Trot se escondió todo lo que pudo detrás de Tally, tal como se esconden los niños pequeños detrás de sus madres. Ella y yo hicimos algunos comentarios sobre la tormenta y le comuniqué la emocionante noticia de que la luz se había ido en plena sesión de tarde. Me escuchó con interés, y cuanto más hablaba, tanto mayor era mi deseo de seguir hablando. Le comenté los rumores acerca de la crecida de las aguas y le hablé del indicador que Pappy y yo habíamos colocado a la orilla del río. Ella me preguntó por Ricky y ambos nos pasamos un buen rato hablando de él.
Por supuesto, me olvidé de la pintura.
Las bombillas parpadearon y volvió a encenderse la luz. Pero aún estaba lloviendo y nadie salió de la tienda.

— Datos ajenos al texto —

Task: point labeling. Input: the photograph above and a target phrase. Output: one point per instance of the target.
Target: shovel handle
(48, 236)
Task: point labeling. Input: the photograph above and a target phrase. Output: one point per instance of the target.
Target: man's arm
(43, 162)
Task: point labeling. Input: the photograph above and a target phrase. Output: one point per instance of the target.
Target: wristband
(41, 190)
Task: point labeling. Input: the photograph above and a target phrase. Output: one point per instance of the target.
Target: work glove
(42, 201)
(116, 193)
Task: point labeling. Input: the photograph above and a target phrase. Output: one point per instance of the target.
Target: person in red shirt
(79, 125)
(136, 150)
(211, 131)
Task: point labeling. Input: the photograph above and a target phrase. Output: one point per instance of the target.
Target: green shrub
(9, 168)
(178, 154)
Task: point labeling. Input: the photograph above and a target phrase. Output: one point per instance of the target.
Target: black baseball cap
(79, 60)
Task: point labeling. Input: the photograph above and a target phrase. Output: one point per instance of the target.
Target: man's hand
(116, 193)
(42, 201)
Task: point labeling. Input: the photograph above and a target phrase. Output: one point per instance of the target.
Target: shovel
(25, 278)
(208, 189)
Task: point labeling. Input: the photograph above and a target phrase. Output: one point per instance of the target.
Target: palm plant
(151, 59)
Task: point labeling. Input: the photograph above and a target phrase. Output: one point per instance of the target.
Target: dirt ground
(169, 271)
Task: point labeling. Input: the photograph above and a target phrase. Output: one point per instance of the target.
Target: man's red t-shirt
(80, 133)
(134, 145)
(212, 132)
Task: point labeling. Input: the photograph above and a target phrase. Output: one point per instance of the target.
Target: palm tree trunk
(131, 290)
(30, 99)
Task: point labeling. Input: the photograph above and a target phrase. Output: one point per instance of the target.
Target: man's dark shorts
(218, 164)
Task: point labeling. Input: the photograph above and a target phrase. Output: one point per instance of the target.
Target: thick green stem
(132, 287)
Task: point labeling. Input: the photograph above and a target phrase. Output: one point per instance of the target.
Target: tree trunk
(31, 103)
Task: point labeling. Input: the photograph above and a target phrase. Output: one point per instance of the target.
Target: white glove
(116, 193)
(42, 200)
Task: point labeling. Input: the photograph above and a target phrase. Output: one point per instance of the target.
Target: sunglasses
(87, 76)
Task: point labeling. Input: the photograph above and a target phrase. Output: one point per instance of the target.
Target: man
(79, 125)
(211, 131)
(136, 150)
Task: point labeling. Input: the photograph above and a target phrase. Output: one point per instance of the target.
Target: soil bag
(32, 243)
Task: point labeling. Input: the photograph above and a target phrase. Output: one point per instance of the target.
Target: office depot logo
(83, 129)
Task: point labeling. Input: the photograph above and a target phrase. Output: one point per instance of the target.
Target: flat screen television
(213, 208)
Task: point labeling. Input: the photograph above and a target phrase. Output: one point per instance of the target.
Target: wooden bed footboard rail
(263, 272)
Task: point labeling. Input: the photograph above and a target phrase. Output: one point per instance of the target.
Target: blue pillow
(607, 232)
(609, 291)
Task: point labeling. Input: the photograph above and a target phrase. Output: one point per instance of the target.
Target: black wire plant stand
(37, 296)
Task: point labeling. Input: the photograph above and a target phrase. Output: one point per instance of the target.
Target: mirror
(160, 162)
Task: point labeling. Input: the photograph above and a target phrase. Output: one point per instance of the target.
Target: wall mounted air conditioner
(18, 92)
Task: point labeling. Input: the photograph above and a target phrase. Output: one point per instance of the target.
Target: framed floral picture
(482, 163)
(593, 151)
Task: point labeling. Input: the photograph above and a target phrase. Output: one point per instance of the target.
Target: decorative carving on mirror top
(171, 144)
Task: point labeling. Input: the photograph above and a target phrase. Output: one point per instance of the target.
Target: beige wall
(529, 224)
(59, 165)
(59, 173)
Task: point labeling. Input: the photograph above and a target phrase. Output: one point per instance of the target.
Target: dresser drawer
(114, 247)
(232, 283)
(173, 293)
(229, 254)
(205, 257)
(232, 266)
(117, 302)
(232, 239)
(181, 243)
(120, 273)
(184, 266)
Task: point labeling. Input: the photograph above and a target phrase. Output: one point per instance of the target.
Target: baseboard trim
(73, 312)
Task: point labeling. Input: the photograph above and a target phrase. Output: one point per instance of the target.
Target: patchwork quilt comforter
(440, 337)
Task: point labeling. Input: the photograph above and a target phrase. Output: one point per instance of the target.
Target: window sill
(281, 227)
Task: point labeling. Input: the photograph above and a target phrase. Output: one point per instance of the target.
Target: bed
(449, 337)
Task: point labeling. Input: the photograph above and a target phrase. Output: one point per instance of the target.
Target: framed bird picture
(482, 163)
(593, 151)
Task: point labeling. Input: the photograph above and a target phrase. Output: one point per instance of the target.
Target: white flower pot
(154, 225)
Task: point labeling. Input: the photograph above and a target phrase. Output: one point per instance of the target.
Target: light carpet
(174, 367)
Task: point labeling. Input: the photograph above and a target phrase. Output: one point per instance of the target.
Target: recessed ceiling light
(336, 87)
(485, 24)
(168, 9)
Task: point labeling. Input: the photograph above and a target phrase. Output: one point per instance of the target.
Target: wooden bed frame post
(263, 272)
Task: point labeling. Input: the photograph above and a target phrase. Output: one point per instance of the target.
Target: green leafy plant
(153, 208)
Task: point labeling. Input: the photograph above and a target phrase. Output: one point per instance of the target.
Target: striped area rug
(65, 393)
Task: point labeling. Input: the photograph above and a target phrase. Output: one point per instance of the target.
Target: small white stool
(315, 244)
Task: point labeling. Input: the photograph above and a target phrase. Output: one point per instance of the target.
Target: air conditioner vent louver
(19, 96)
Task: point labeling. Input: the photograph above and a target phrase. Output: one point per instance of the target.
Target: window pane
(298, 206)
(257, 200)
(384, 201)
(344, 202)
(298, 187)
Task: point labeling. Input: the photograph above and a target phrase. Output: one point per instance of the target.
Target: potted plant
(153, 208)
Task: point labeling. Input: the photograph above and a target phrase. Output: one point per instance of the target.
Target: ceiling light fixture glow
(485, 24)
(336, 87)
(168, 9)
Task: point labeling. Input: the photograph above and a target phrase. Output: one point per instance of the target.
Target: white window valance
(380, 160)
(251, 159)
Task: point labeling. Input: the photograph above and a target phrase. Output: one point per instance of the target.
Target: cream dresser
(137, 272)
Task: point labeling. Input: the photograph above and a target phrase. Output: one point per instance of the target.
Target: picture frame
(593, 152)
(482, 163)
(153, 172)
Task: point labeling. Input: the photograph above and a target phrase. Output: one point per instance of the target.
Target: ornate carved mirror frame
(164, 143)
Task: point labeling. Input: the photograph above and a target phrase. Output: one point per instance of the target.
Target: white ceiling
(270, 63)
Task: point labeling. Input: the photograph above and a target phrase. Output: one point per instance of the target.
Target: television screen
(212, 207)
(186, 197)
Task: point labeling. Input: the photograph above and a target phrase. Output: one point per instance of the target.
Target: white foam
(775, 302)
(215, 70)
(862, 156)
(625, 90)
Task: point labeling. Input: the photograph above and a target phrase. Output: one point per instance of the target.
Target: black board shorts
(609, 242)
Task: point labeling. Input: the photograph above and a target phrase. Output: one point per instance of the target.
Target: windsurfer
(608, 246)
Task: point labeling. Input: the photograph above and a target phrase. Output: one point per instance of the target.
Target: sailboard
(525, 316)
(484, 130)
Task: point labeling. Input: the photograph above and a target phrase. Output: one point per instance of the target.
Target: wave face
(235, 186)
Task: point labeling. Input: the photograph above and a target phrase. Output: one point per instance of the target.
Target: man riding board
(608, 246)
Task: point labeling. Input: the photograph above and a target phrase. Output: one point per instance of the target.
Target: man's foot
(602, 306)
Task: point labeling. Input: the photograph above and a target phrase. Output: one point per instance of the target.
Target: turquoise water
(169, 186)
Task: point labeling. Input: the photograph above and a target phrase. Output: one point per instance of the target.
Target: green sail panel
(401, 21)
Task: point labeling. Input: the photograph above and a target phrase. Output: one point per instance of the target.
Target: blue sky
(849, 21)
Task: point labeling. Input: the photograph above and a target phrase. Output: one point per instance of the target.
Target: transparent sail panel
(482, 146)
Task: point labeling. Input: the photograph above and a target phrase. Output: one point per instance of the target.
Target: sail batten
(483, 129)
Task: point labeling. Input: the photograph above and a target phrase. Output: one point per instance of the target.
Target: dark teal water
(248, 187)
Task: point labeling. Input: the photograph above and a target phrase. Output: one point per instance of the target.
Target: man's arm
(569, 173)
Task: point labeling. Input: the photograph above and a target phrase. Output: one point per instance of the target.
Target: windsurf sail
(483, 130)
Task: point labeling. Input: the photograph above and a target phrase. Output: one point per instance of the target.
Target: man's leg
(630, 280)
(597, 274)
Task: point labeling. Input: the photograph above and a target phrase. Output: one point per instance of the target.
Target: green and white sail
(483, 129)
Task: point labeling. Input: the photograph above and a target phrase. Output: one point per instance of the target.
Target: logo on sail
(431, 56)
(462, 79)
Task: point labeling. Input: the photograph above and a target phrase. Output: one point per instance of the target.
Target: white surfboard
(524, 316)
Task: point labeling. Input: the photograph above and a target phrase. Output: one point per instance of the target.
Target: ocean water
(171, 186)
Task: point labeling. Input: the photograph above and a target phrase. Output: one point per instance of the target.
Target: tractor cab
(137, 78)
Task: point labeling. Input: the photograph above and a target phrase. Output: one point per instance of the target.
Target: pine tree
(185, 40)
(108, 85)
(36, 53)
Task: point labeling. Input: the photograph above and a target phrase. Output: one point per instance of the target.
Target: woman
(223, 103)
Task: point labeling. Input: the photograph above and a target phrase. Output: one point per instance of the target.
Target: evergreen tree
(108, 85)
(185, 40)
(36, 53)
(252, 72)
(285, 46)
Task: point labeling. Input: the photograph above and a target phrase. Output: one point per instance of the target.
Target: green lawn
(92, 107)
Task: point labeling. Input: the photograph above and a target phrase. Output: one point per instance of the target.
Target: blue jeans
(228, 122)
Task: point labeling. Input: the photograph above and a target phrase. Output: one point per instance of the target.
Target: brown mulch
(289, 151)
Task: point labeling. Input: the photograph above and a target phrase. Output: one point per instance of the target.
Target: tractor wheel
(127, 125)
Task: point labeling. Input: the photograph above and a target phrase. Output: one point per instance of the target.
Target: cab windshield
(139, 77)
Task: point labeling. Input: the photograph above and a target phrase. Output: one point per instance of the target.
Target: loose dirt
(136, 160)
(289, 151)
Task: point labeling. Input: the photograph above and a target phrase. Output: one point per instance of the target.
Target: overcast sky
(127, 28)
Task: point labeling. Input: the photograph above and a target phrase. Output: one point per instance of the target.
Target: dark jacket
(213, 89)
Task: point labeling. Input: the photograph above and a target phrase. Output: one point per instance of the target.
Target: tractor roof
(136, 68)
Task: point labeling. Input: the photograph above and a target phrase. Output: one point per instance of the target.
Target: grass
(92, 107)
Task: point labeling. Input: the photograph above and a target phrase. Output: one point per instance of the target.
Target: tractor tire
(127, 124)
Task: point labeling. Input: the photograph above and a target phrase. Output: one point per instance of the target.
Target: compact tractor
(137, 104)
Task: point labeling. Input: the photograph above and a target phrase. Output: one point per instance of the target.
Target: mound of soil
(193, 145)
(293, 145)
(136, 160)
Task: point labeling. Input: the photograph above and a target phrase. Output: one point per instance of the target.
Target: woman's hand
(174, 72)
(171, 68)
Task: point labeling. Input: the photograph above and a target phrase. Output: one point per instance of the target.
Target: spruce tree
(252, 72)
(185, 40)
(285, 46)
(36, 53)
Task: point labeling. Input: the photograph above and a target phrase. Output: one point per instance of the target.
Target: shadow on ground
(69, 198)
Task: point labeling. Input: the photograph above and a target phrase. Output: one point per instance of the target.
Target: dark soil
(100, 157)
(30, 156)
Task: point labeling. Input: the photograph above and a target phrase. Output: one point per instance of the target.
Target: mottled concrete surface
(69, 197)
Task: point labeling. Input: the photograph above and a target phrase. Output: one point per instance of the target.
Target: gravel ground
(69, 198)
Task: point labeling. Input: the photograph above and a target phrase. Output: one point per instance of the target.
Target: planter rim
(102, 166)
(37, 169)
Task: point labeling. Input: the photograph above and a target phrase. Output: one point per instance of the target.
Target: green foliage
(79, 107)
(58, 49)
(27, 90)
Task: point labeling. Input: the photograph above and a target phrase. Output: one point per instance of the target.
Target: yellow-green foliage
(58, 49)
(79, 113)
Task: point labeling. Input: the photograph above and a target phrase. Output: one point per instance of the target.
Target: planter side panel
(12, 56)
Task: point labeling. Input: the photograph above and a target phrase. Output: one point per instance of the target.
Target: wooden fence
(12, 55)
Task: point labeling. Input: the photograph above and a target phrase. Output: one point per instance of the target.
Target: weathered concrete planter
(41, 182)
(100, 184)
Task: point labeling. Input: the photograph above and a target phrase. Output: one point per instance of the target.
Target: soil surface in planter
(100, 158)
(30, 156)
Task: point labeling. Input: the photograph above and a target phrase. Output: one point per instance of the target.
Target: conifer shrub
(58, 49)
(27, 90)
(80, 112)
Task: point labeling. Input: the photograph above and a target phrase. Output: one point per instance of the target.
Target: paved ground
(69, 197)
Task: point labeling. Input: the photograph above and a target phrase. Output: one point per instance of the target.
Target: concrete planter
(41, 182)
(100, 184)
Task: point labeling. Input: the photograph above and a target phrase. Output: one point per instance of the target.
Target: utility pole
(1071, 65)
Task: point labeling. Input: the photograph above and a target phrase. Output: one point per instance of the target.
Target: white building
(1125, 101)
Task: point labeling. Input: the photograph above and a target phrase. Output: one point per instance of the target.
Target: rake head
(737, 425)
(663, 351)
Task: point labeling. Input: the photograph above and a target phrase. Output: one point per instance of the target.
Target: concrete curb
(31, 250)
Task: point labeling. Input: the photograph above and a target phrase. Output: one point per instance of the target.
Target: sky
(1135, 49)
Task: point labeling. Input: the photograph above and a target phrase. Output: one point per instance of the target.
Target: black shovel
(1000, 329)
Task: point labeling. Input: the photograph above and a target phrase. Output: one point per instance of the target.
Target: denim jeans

—¿Cómo está la chica de Los Latcher? —preguntó Tally, mirando rápidamente alrededor como si temiera que alguien pudiera oírla. Era uno de nuestros grandes secretos.
Estaba a punto de decir algo cuando, de repente, recordé que el hermano de Tally estaba muerto y ella no lo sabía. A esa hora, los Spruill debían de pensar que Hank ya estaba de nuevo en su preciosa casita pintada de Eureka Springs. Lo verían en pocas semanas o puede que antes en caso de que siguiera lloviendo. La miré y traté de decir algo, pero sólo podía pensar en el sobresalto que se llevaría si yo le decía lo que pensaba.
Adoraba a Tally a pesar de su misterioso comportamiento y sus secretos, y del extraño asunto que se llevaba entre manos con Cowboy. La adoraba, y por nada del mundo hubiera querido causarle daño. La sola idea de decirle que Hank estaba muerto hacía que me temblasen las rodillas.
Balbucí, tartamudeé y miré al suelo. De repente, me entró frío y tuve miedo.
—Nos vemos luego —conseguí decir antes de dar media vuelta y regresar a la parte delantera de la tienda.
Aprovechando una pausa en la lluvia, las tiendas se vaciaron y la gente corrió por las aceras en dirección a sus automóviles y camiones. Las nubes eran todavía muy oscuras, y queríamos regresar a casa antes de que continuara el aguacero.